Pope’s sex abuse advisors meet in Rome in unscheduled session over Chile bishop appointment

VATICAN CITY
U.S. News

By NICOLE WINFIELD, Associated Press

VATICAN CITY (AP) — Four members of Pope Francis’ sex abuse advisory commission headed to Rome on Sunday to voice their concerns in person about Francis’ appointment of a Chilean bishop accused of covering up for the country’s most notorious molester.

Commission member Marie Collins said she and three other commission members would meet later Sunday with Francis’ point-man on abuse, Cardinal Sean O’Malley of Boston, and ask him to relay their concerns to the pope about the appointment of Juan Barros as bishop of Osorno.

Victims of Chile’s most notorious abuser, the Rev. Fernando Karadima, say Barros knew of and even witnessed Karadima’s abuse decades ago when he was a protege of the charismatic Karadima, who was sanctioned by the Vatican in 2011 for sexually abusing minors.

Collins said that if Barros doesn’t appreciate that Karadima’s behavior then was inappropriate, “then he doesn’t understand child abuse.”

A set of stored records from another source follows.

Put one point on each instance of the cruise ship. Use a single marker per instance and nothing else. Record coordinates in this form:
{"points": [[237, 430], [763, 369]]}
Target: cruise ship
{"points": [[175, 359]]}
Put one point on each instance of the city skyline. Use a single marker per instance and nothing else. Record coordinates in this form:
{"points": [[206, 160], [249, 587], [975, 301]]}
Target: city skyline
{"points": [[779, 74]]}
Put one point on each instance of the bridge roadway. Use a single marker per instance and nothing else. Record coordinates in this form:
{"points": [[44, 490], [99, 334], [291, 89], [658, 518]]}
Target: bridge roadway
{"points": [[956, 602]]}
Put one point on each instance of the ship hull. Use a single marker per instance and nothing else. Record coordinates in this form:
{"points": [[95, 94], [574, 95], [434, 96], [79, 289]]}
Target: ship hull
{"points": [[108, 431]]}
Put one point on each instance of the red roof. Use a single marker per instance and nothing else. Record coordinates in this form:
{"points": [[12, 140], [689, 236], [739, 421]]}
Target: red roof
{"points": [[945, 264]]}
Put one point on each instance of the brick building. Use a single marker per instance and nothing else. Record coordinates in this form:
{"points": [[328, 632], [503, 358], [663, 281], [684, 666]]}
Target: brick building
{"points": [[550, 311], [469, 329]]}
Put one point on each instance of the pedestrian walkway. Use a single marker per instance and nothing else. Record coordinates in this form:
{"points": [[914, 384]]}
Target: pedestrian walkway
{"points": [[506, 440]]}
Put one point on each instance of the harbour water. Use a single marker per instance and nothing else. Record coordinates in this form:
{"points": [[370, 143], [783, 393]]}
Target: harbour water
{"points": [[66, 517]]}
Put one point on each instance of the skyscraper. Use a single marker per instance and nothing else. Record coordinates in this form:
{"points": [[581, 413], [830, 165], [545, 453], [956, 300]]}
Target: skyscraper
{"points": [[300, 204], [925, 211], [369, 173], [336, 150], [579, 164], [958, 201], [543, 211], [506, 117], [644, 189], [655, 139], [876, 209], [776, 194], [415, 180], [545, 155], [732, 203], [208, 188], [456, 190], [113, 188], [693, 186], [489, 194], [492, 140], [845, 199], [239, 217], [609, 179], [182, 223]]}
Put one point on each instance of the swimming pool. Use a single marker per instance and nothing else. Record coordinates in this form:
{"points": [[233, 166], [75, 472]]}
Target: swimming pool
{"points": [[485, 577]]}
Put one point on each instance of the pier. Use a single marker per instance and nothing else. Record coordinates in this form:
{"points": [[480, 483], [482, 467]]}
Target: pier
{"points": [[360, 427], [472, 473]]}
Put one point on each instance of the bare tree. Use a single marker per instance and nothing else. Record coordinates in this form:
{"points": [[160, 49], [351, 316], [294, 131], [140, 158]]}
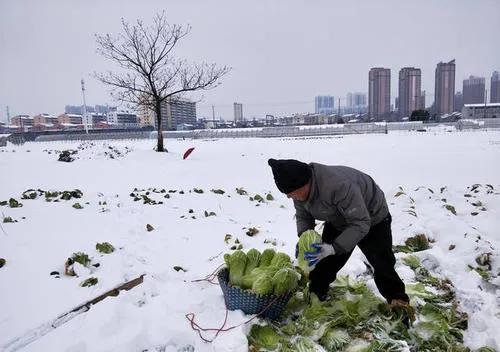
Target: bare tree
{"points": [[149, 73]]}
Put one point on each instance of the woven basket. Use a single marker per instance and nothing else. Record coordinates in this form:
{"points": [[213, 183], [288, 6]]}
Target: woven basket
{"points": [[251, 303]]}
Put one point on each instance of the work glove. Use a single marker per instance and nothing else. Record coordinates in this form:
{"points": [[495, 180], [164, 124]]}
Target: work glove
{"points": [[321, 250]]}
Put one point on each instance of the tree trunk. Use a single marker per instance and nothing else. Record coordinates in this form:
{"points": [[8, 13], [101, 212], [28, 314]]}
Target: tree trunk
{"points": [[159, 145]]}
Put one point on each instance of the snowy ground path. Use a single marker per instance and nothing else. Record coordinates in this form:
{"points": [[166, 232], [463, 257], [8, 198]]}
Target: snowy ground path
{"points": [[152, 315]]}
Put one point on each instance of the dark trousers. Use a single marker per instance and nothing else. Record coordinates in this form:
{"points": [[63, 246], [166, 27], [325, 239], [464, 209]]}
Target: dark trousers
{"points": [[377, 248]]}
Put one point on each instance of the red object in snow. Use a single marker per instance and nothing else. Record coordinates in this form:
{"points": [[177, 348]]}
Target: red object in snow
{"points": [[187, 153]]}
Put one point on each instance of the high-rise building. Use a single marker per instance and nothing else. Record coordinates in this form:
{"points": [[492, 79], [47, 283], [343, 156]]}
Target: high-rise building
{"points": [[474, 90], [459, 101], [355, 102], [444, 90], [379, 92], [422, 99], [176, 113], [495, 87], [123, 119], [324, 104], [410, 83], [238, 112]]}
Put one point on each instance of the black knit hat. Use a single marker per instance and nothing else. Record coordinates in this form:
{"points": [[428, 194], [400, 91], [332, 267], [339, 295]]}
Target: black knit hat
{"points": [[290, 174]]}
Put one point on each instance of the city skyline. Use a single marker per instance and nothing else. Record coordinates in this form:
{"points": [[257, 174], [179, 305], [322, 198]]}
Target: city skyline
{"points": [[277, 68]]}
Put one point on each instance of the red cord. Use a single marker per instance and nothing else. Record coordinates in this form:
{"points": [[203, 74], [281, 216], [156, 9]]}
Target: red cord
{"points": [[190, 317]]}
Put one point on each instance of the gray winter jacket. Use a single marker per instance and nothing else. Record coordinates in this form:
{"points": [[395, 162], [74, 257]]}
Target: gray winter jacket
{"points": [[345, 197]]}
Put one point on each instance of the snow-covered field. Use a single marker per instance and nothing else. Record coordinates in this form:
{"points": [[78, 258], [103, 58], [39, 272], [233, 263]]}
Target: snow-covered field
{"points": [[151, 316]]}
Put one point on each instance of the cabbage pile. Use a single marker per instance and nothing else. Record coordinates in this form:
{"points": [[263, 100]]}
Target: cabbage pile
{"points": [[354, 319], [306, 239], [265, 273]]}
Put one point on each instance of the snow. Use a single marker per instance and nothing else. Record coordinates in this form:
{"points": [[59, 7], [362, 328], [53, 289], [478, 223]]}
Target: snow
{"points": [[151, 316]]}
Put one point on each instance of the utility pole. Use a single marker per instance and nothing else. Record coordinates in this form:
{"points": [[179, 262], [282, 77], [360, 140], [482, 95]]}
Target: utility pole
{"points": [[84, 118], [485, 100], [213, 116]]}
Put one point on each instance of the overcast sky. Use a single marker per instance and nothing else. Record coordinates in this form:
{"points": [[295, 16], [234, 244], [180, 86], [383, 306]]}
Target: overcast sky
{"points": [[282, 52]]}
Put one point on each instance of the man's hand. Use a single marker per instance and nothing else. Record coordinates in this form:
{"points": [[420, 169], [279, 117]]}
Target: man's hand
{"points": [[321, 250]]}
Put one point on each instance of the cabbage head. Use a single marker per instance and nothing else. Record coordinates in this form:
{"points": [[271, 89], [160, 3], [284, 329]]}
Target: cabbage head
{"points": [[306, 344], [266, 257], [263, 285], [264, 337], [285, 280], [306, 239], [335, 339], [253, 258], [248, 280], [237, 265], [281, 260]]}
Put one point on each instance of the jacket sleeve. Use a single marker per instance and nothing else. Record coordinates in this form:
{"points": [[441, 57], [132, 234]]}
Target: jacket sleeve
{"points": [[351, 204], [304, 219]]}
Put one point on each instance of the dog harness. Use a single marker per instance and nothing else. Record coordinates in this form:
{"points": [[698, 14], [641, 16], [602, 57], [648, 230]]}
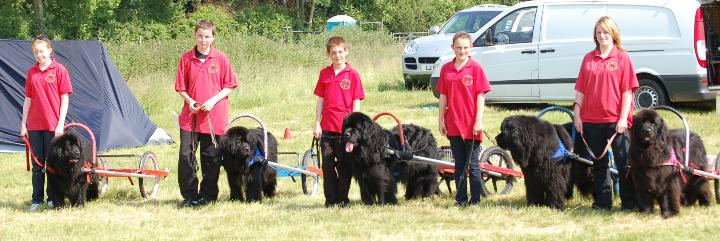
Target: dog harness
{"points": [[561, 152]]}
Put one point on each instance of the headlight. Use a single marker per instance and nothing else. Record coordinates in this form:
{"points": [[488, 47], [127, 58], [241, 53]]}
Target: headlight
{"points": [[410, 48]]}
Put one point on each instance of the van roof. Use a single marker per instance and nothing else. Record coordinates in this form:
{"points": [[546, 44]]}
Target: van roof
{"points": [[485, 7]]}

“And if he doesn’t understand child abuse,” she continued, “there’s a child protection concern about him being in charge of a diocese.”

Barros, the former chaplain of Chile’s armed forces, has faced unprecedented popular and ecclesial opposition ever since he was named in January. More than 1,300 church members in Osorno, along with some 30 diocesan priests and 51 of Chile’s 120 members of Parliament, sent letters to Francis urging him to rescind the appointment.